Lions Gate Entertainment (NYSE:LGF-A) achieved a record high in its stock price after delivering another strong quarter that beat analyst expectations. The company has quickly approached full-blown studio status, on par with the likes of Warner Brothers and Universal. While there are some concerns as to whether the company can continue its impressive run of high-earnings films and television productions, investors must tip their hats to management for navigating a treacherous business and doing so with greater success than the gorillas in the space. Even at its fresh highs, is Lions Gate a buy?
Compared with a net loss in the year-ago quarter, and doubling the average analyst estimate of $0.09 per share, Lions Gate earned an adjusted $0.18, helping bring the stock price to $35.50 -- its highest in history.
Sales rose an impressive 21% to nearly $570 million on the back of strong results in the company's film and TV departments. Lions Gate found a winner in the $75 million Now You See Me -- a film that has grossed well over $200 million worldwide. Streaming giant Netflix has already ordered its second season of Orange Is the New Black, a hit for both Lions Gate and Netflix. Since fiscal 2012, when the company had produced 430 TV episodes, Lions Gate now makes 1,000.
In the U.K., the company just wrapped its best year since inception, earning $150 million, and continues to push forward with $32 million in first quarter 2014 earnings. Well over half of the company's 18 productions this year are U.K.-based -- a relatively unique and interesting strategy.

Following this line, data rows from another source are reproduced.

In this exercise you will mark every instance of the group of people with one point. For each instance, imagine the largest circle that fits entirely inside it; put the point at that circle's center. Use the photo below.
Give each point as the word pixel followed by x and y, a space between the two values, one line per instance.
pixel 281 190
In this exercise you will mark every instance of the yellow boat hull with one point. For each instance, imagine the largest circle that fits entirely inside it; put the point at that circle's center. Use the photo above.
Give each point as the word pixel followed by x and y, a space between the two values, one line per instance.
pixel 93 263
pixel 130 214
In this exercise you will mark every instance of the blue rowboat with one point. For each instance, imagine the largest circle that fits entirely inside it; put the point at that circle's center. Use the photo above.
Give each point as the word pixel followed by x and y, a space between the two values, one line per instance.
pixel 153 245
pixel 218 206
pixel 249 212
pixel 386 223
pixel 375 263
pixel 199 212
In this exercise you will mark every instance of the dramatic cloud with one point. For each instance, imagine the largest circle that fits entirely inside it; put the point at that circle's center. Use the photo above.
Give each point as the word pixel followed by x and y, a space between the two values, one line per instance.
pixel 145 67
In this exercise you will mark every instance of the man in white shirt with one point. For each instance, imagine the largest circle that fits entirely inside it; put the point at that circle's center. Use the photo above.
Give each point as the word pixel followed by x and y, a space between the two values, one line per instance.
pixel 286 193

Clearly, the company is doing well and has been able to put out content that ranges from mass appeal, such as The Hunger Games franchise, and more niche audiences, such as the Netflix series. But can it continue?

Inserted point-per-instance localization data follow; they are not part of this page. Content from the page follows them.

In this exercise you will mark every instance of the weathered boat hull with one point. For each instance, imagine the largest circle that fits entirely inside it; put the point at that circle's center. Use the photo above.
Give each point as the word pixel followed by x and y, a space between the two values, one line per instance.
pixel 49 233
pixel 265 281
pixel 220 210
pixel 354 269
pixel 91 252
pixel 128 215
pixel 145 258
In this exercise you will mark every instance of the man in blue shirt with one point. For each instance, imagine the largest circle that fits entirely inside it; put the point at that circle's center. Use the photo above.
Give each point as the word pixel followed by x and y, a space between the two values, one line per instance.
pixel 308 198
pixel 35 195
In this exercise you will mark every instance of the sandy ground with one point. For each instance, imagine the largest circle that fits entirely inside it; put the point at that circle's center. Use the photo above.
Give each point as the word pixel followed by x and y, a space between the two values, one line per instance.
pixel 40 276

Some analysts and investors talk about the end of the hit series Mad Men (approaching its final season), and that there are no more Twilights to be made, and that The Hunger Games can't buoy the company forever. While each is true, to a degree, Lions Gate has its hand in plenty of other baskets.

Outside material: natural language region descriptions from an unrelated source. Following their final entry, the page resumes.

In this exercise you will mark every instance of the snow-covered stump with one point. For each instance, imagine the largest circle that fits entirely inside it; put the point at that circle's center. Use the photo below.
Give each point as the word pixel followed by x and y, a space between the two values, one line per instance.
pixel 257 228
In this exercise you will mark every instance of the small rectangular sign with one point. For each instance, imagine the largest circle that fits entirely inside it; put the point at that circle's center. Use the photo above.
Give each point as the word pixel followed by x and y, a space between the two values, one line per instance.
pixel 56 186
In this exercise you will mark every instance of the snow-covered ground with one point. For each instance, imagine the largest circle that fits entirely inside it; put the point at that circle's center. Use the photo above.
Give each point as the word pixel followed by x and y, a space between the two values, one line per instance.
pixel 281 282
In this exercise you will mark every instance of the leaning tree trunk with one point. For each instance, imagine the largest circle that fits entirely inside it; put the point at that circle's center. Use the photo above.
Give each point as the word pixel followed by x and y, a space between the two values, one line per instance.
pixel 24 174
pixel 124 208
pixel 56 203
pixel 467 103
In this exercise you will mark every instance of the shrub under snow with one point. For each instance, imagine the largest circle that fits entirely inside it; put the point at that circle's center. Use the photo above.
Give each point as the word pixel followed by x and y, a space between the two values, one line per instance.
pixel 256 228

First, the Hunger Games franchise is approaching only its second installment, and two more have just begun production. Moreover, the company has found success in the vast majority of its recent productions -- not just the ones that have lines of 13-year-old girls for miles. In 22 of the company's last 24 film productions, they've earned a profit. No John Carters here.
Lions Gate is producing television series for NBC, the History Channel, E!, Cartoon Network, FX, Amazon.com, Hulu, Netflix, and more. Though sad for viewers, the end of Mad Men will not run the coffers dry.
For a tough, tough business, Lions Gate is doing remarkably well, and the company has a great product pipeline to keep the earnings going. Even at its highs, valuation is reasonable, though by no means is the stock offering investors a discount at nearly 20 times forward earnings. But if getting a bargain isn't as important to you as an entertaining growth story, Lions Gate appears to be a solid choice.